What's Wrong With the FOSS Community?

An anonymous reader writes "Patrick McFarland, one of the major Free Software Magazine authors, has completed his second article on whats wrong with the Free/Open Source Software (FOSS) community, and what we face in this world. He touches on ESR's Cathedral and the Bazaar essay briefly, and warns against cherry-picking style software development."

3 of 348 comments (clear)

  1. I read the article by matt+me · · Score: 5, Interesting

    I read the article, and I still couldn't tell you what it says. It talks about bazaar, and Gnome and development, but it has no content! I don't think it said *anything*. From the book: Harmless.

    I challenge thee to summariser it.

    This is what (/usr/bin/ots) a text summariser said (interesting to note it tents to focus on cathedral-style, bazaar-style, and gnome bashing)

    A few years back, Eric S. Entitled The Cathedral and the Bazaar, he wrote about how the Free/Open Source Software (FOSS) community does what it wants when it wants to. In Cathedral-style projects, your not-so-friendly neighborhood PHB (fueled by the lies from various ugly hunch-backed minions), although wrong 120% of the time, says what goes in a project. Backed by the Free Software Foundation and the FOSS community as a whole, the GNOME project for many years just added lots and lots of feature creep and otherwise unnamed bloat.

    The GNOME project lacked true vision for those years, and feature creep and other long term development problems rushed in to fill that hole. Problem is, many projects are just like GNOME. Incidentally, few Cathedral-style projects suffer from lack of vision: those that do simply die off and are never heard from again. Bazaar-style development allows projects to be in a zombie state for long periods of time, where it is vastly expensive for a Cathedral-style project to do the same. someone with vision (corrupt or not) would control a project, driving development behind it, and have the project reach goals in specific time frames.

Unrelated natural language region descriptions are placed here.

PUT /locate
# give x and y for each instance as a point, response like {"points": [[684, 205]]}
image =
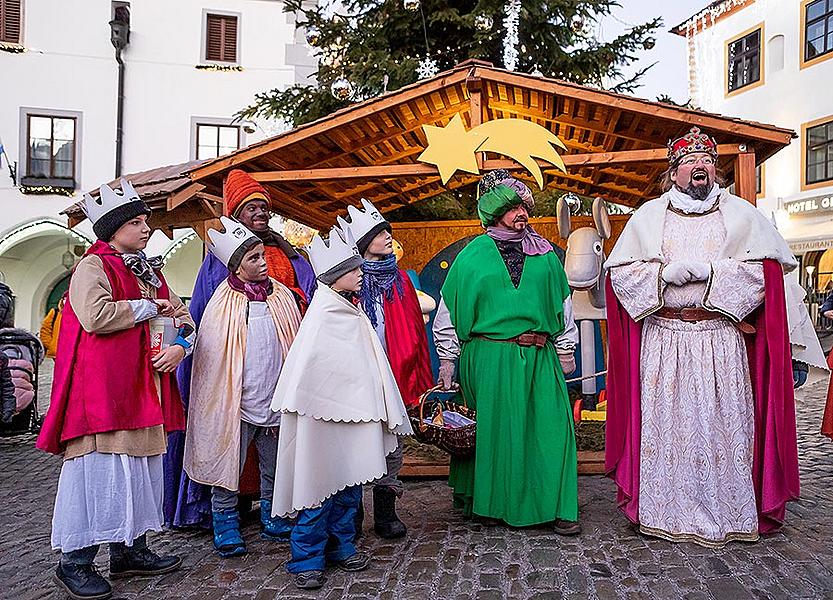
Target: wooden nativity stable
{"points": [[615, 149]]}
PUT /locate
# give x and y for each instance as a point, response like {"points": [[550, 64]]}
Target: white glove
{"points": [[445, 377], [567, 362], [680, 272]]}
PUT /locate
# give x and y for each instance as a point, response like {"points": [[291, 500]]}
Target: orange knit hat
{"points": [[240, 188]]}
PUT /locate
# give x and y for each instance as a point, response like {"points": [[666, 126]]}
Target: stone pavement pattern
{"points": [[446, 557]]}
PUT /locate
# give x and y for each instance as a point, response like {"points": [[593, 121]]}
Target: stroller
{"points": [[25, 353]]}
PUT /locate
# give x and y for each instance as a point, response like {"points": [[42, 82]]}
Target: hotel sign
{"points": [[810, 206]]}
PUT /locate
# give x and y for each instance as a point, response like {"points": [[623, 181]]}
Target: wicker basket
{"points": [[457, 441]]}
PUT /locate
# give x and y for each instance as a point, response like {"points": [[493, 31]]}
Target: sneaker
{"points": [[358, 562], [563, 527], [142, 562], [310, 580], [82, 582]]}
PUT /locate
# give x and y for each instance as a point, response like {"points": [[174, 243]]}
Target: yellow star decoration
{"points": [[452, 148]]}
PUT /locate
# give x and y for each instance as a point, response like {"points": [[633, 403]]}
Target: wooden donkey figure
{"points": [[585, 273]]}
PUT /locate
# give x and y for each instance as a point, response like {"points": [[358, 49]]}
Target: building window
{"points": [[215, 140], [744, 61], [820, 153], [50, 148], [10, 21], [221, 38], [818, 29]]}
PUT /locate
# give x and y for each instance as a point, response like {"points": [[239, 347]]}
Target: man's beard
{"points": [[699, 191]]}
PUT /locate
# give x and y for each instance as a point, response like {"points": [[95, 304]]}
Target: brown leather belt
{"points": [[692, 314], [530, 338]]}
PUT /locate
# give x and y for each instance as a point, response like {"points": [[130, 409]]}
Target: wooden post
{"points": [[745, 177], [475, 87]]}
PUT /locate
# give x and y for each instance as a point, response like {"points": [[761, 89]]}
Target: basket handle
{"points": [[428, 392]]}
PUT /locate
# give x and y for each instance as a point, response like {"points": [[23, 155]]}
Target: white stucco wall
{"points": [[789, 97], [69, 65]]}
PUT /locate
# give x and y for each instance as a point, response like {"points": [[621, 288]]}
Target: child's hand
{"points": [[167, 360]]}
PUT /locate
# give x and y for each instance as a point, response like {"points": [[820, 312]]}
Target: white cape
{"points": [[749, 236], [341, 407]]}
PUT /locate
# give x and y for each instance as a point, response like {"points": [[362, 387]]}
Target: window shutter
{"points": [[230, 39], [221, 38], [10, 21]]}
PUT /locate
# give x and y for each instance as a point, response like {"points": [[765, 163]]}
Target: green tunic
{"points": [[524, 468]]}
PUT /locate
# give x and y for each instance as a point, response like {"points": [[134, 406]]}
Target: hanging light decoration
{"points": [[483, 22], [313, 35], [427, 68], [573, 202], [341, 89], [510, 41]]}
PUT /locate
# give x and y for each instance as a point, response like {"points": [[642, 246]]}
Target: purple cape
{"points": [[188, 504]]}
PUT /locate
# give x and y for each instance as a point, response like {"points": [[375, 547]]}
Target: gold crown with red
{"points": [[693, 141]]}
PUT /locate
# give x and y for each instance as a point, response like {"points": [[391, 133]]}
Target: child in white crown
{"points": [[341, 415], [244, 336]]}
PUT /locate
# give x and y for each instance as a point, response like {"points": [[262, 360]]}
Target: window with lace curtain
{"points": [[744, 61]]}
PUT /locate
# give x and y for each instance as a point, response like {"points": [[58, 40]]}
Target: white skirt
{"points": [[107, 498]]}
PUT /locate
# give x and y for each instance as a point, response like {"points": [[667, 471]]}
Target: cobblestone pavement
{"points": [[446, 557]]}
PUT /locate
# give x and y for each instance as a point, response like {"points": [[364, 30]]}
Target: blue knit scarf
{"points": [[380, 277]]}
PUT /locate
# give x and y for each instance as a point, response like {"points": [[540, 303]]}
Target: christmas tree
{"points": [[368, 47]]}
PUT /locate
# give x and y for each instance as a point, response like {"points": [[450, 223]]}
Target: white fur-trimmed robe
{"points": [[341, 408]]}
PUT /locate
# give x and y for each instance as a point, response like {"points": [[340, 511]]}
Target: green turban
{"points": [[495, 203]]}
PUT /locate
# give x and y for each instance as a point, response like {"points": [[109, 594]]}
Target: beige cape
{"points": [[212, 437], [341, 406], [749, 236]]}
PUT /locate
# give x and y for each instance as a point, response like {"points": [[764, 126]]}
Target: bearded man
{"points": [[701, 437], [506, 313], [188, 503]]}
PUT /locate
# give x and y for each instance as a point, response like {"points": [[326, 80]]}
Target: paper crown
{"points": [[324, 255], [224, 244], [361, 222], [108, 200], [693, 141]]}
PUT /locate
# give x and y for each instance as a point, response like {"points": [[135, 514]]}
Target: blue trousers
{"points": [[326, 533]]}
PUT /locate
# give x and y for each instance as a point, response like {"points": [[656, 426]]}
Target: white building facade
{"points": [[772, 61], [189, 67]]}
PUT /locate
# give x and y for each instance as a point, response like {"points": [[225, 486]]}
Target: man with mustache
{"points": [[188, 503], [506, 314], [701, 437]]}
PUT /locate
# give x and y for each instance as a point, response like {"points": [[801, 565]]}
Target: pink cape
{"points": [[105, 382], [775, 451]]}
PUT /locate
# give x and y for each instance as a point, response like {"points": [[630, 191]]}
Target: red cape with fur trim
{"points": [[775, 452], [407, 343], [105, 382]]}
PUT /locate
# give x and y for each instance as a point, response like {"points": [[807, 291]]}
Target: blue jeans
{"points": [[325, 533]]}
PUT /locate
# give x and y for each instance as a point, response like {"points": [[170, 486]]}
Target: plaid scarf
{"points": [[143, 267], [380, 278]]}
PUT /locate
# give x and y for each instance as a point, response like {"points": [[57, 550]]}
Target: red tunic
{"points": [[105, 382], [407, 343]]}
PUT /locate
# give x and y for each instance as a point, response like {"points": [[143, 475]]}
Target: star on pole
{"points": [[451, 148]]}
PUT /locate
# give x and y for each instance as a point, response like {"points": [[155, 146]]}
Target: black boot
{"points": [[139, 560], [385, 522], [82, 582], [358, 521]]}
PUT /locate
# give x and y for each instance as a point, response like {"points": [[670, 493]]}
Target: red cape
{"points": [[775, 452], [105, 382], [407, 343]]}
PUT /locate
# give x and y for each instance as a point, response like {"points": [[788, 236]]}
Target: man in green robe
{"points": [[505, 312]]}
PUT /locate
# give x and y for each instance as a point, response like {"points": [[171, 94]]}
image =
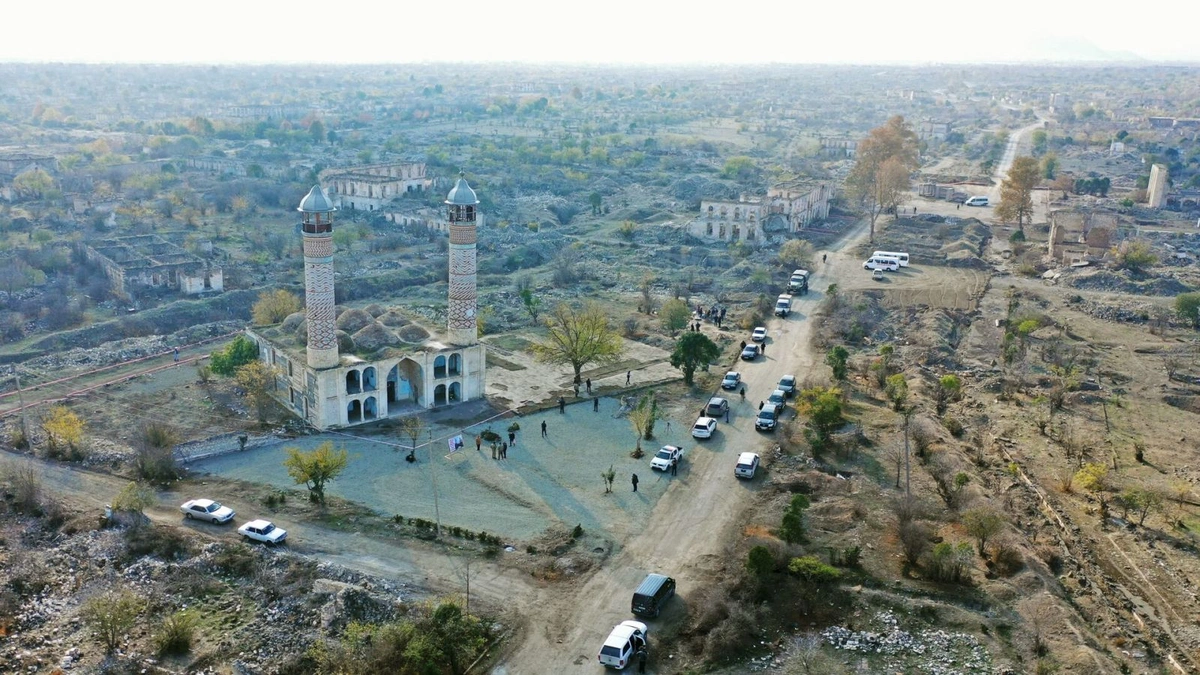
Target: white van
{"points": [[901, 257], [879, 262]]}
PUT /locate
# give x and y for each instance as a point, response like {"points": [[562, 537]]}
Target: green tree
{"points": [[694, 350], [1017, 192], [111, 616], [837, 360], [796, 254], [235, 354], [791, 530], [983, 523], [274, 306], [577, 336], [1187, 306], [897, 390], [675, 315], [760, 562], [317, 467], [885, 161]]}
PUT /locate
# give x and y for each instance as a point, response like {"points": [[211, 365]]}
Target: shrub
{"points": [[175, 634]]}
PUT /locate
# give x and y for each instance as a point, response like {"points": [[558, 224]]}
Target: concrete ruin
{"points": [[372, 186], [1080, 236], [151, 262], [339, 368]]}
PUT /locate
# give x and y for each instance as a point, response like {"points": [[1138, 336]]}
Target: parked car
{"points": [[622, 644], [768, 417], [263, 531], [717, 407], [207, 509], [787, 384], [705, 428], [732, 378], [747, 466], [666, 457]]}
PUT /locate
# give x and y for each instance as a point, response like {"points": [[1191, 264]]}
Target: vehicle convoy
{"points": [[666, 458], [263, 531], [207, 509], [622, 644], [651, 595]]}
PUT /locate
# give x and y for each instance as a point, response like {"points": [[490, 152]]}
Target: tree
{"points": [[579, 336], [1187, 306], [694, 350], [885, 161], [897, 390], [274, 306], [235, 354], [112, 616], [983, 523], [135, 497], [837, 360], [791, 530], [675, 315], [760, 562], [64, 429], [257, 378], [1135, 255], [1017, 192], [796, 254], [317, 467], [532, 303]]}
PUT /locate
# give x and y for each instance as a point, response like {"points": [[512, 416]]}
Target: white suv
{"points": [[622, 644]]}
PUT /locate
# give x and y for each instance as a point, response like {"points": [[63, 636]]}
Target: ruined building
{"points": [[150, 261], [343, 366]]}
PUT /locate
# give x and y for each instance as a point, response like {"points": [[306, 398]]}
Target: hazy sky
{"points": [[669, 31]]}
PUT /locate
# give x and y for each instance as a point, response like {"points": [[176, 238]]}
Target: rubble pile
{"points": [[937, 652]]}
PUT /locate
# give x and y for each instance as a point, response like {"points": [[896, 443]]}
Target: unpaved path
{"points": [[691, 531]]}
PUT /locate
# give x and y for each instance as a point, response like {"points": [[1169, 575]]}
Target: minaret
{"points": [[461, 201], [317, 226]]}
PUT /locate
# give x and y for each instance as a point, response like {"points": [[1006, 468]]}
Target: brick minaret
{"points": [[317, 226], [462, 205]]}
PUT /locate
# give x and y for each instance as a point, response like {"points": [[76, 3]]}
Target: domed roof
{"points": [[461, 195], [316, 202]]}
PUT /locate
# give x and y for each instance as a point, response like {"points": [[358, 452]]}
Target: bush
{"points": [[175, 634]]}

  2. Re:Common sense says by miu · · Score: 4, Interesting

    The piece seems to be claiming that good > mediocre > no > bad leader.

    That's somewhat true, certain kinds of software and features just won't get done without a leader. That nifty little project doesn't need a leader, it'll get done because personal motivation is enough to get it done and it's small enough that a single person can handle the entire workload. Boring stuff won't get done no matter how grand the end result unless there is a leader to make sure it gets done, no one digs ditches for fun - even if the end result will be the panama canal.

    --

    [Set Cain on fire and steal his lute.]
  3. I can pay the coder to do it. by khasim · · Score: 4, Interesting

    Yep, the boring stuff doesn't get done unless there's incentive to do.

    A leader without the ability to fire someone or give them a pay raise isn't going to be able to provide much incentive.

    But with FOSS, I (the end user) can email the coder and offer to pay him/her to finish a feature I'd like or do some other boring job. And that is one of the great things about FOSS. Once I pay for it, everyone benefits from it (including me).

    Try doing that with closed source products. You can't even find out the names of the coders working on it, much less contract them directly.